The next day, there were kits to assemble with uniforms, duffel bags, and body armor. Body armor is at once far more straightforward and vastly more complex than one might expect. Assembling and checking body armor is nothing more than inserting armor plates into a complex web of Velcro and synthetics—yet it’s attached to someone’s life. Surprisingly, there is little armor in body armor. It is designed only to protect high-risk body areas, basically the neighborhood of the heart and lungs, front and back. It’s the difference between near-instant death and surviving the day.

As important as the armor is, so are uniforms. Sixty thousand new civilians become eligible for military service every year in a country the size of New Jersey that happens to have compulsory service. The volunteers show up every day except during Shabbat, the Jewish holy day set aside for rest, prayer, family, and food, that begins just before sundown on Friday until sundown Saturday. And the IDF’s volunteers, which happens to include me and my Sar-El cohort, also need to be clothed so they can be identified on base. More uniforms, more PolarTec jackets, just … more.

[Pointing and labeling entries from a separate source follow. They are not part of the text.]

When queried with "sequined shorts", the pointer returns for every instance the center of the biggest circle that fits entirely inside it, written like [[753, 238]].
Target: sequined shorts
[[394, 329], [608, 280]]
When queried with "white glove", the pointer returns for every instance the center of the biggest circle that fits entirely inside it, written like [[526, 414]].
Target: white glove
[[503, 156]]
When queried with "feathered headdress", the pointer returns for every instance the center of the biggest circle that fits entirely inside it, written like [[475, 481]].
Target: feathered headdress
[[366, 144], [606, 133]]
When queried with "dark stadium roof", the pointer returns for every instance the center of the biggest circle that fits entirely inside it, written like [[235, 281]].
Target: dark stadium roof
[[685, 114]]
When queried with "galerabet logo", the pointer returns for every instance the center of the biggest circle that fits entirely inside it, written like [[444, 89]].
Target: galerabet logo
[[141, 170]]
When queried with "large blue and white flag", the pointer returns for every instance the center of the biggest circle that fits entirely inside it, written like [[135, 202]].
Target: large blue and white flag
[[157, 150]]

This is a team effort, and people seem to be unified by the same goal—every volunteer here frees up a reservist who doesn’t need to be here doing this type of work. The reservists can be deployed to something more necessary (like national defense or support), or they can go home to their families and their lives just a little bit sooner. The reason I’m here, and I guess the reason we’re all here, is because if being here and doing this type of work means that a skilled volunteer or reservist can spend time supporting a family whose lives have been destroyed by the events on and after October 7th, then it’s worthwhile.

 

Also, and if you know me, you know this is no small thing, stray cats are ubiquitous here—they are protected by law. As someone told me when I asked about them, “In Israel, we have a lot of trash, but no rats.” The cats did not take long to figure out that I’m a cat person without cats at home for the first time in my life. Having a little feline helper to sort sleeping bags with makes it just a little bit more rewarding.